Tucson Council airs 911 troubles
Reporter: Craig Smith
TUCSON (KGUN9-TV) - Troubles with the city's new 911 system took up most of the Tucson City Council's study session Tuesday afternoon.
Since it went on line May 25th 911 operators have complained of dropped calls, faulty caller I-D's and a long list of other trouble.
911 operators have reported trouble with the new system so severe it's been suggested they led to the death of a 10 year old girl, when a bad address delayed an ambulance.
Problems appeared as soon as the system switched on May 25th. Councilmember Steve Kozachik has been pressing for answers for weeks but it took until August 9th for the issue to air out in Council.
City manager Mike Letcher would not agree to answer any of KGUN9's questions, but he did concede to his bosses on City Council the system's had problems and the city did not communicate well on this project.
"Not only in terms of communicating with the employees on the changes and the implications of the changes and involving them in it."
Letcher says the city wants to communicate better with other agencies that use the system and with the public as the city works to resolve the remaining problems.
Tucson's General Services Director Ron Lewis oversees the 911 system.
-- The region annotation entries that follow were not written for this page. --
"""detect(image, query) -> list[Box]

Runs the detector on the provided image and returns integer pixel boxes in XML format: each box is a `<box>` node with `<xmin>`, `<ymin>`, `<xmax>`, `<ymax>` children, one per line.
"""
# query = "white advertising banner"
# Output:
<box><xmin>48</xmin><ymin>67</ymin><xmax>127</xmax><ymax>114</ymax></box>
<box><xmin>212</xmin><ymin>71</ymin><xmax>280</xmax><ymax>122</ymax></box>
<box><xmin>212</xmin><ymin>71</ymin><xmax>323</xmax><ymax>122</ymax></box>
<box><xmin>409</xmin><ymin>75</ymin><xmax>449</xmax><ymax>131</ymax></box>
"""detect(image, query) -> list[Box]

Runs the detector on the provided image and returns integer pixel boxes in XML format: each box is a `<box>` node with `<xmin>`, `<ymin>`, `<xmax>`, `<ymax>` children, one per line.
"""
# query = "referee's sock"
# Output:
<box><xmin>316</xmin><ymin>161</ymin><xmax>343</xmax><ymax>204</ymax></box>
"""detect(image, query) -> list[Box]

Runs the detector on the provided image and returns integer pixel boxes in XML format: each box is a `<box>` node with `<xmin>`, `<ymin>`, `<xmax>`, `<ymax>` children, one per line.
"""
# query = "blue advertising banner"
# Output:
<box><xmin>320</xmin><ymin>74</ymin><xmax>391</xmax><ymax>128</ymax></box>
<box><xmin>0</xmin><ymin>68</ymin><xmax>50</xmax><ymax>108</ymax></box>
He told the City Council the most severe troubles are taken care of.
Afterward he told us he can't offer a specific timeline on when the remaining troubles will be fixed or how they'll be fixed.
Lewis told KGUN9 reporter Craig Smith:"There aren't specific solutions at this point.
Smith asked: "There's no specific solutions?"
Lewis: "Not for all of those issues."
Councilmember Kozachik says, "yes it matches what I heard here because they don't have a specific time line, they're still fixing things on the fly. This was initially supposed to be a 30 day trial period then it got extended to 60 and we're just kicking the can down the road. For people up here at this table to say the safety of the public has never been at risk is just factually incorrect."
Qwest, which supplied the system has only spoken through written statement until now. A company spokesman called KGUN 9 News Tuesday night.
Mark Molzen says Qwest will commit to the working group Kozachik called for to tackle the problems, but described the problems as more administrative, than technical.
Craig Smith asked him: Would these procedural and administrative issues explain things like, the dropped calls and the issue with the identifiers not appearing on screen as expected? Molzin: Yes they would. Craig:That that's an administrative and not a technical issue? Molzin:"These are administrative and procedural issues.">
The Qwest spokesman attributes the problem to switching from an older style analog system to the current digital system that handles functions differently so it requires different training and procedures.
Qwest is not offering a timeline on when things will run smoothly.
The main point he wanted to make is that Qwest is committed to being in a working group designed to pull together everyone involved in this problem so they can pull together for a solution.